Article by: Dumisane Dube
The Automobile Association (AA) says that South Africa could face fuel shortages in the next few days to come.
The South African Petroleum Refineries (Sapref) has declared force majeure (ceasing of operations) and closed its doors due to the looting and violence currently taking place in KwaZulu-Natal and Gauteng.
SAPREF is the largest crude oil refinery in sub-Saharan Africa and makes around one third of South Africa’s petrol.
In a letter issued on Tuesday evening (13 July), Sapref said it has decided to shut down the refinery due to the violence.

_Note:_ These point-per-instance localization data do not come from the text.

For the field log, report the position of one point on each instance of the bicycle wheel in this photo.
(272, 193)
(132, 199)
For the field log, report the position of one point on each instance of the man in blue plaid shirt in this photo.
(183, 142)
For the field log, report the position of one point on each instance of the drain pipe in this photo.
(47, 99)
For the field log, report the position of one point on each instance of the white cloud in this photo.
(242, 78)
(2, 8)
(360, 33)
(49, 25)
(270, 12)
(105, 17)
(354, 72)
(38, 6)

“As a result of the (unrest), Sapref hereby declares the occurrence of an event of force majeure, excusing Sapref from performing under the agreement…Due to the civil unrest in the country and disruption of supply routes in and out of Kwazulu-Natal, suppliers of materials critical to Sapref operations communicated the suspension of deliveries to the refinery due to safety concerns for their staff and damages to their vehicles on the roads.”Sapref stated.

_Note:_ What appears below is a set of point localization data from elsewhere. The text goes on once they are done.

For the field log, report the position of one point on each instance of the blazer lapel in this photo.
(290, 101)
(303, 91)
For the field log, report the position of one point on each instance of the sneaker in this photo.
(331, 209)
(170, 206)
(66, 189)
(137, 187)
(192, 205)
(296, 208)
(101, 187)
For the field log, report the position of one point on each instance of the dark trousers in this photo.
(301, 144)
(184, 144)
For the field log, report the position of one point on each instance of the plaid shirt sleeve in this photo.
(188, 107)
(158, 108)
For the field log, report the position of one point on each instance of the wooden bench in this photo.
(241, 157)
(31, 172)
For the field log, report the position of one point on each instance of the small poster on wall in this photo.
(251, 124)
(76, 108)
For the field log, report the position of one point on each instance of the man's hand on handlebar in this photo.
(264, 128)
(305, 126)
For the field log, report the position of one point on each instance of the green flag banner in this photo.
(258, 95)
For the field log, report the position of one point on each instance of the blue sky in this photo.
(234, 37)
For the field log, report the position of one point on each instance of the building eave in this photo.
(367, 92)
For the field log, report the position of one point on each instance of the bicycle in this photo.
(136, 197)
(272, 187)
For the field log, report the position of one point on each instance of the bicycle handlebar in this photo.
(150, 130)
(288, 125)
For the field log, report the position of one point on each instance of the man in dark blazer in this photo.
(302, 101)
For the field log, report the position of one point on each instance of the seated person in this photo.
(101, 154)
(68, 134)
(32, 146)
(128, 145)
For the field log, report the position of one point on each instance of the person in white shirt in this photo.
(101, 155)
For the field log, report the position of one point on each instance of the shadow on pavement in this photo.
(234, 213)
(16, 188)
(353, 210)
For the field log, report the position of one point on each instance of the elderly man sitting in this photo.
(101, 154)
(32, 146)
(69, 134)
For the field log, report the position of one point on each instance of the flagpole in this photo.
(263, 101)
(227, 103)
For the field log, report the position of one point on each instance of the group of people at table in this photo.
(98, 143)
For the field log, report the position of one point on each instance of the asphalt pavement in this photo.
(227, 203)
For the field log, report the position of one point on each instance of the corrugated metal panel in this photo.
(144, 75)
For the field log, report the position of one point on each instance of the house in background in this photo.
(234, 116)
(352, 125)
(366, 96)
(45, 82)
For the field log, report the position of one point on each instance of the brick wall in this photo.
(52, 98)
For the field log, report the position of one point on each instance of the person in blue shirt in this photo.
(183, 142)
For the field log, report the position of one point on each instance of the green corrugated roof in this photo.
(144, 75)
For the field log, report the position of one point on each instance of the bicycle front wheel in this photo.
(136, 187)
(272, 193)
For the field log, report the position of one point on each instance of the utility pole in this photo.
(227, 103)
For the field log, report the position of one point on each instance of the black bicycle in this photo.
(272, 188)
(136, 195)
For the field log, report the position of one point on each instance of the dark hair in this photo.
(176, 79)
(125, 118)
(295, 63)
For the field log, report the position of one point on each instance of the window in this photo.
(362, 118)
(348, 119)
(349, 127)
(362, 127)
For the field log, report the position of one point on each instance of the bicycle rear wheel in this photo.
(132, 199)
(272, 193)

Recently there were reports that petrol stations were running out of fuel while others have already run dry.
AA spokesperson Layton Beard says the country might feel the impact of the strike in days to come, as supply is compromised.
“We are seeing small pockets of people rushing to fuel stations we haven’t had major reports of fuel stations running dry but the fact that the supply is going to be compromised is going to have an impact and it is probably going to lead on some issues in the next coming days,” said Beard.
According to Beard the supply of fuel is not going to affect the fuel price by the knock the Rand has taken against the Dollar.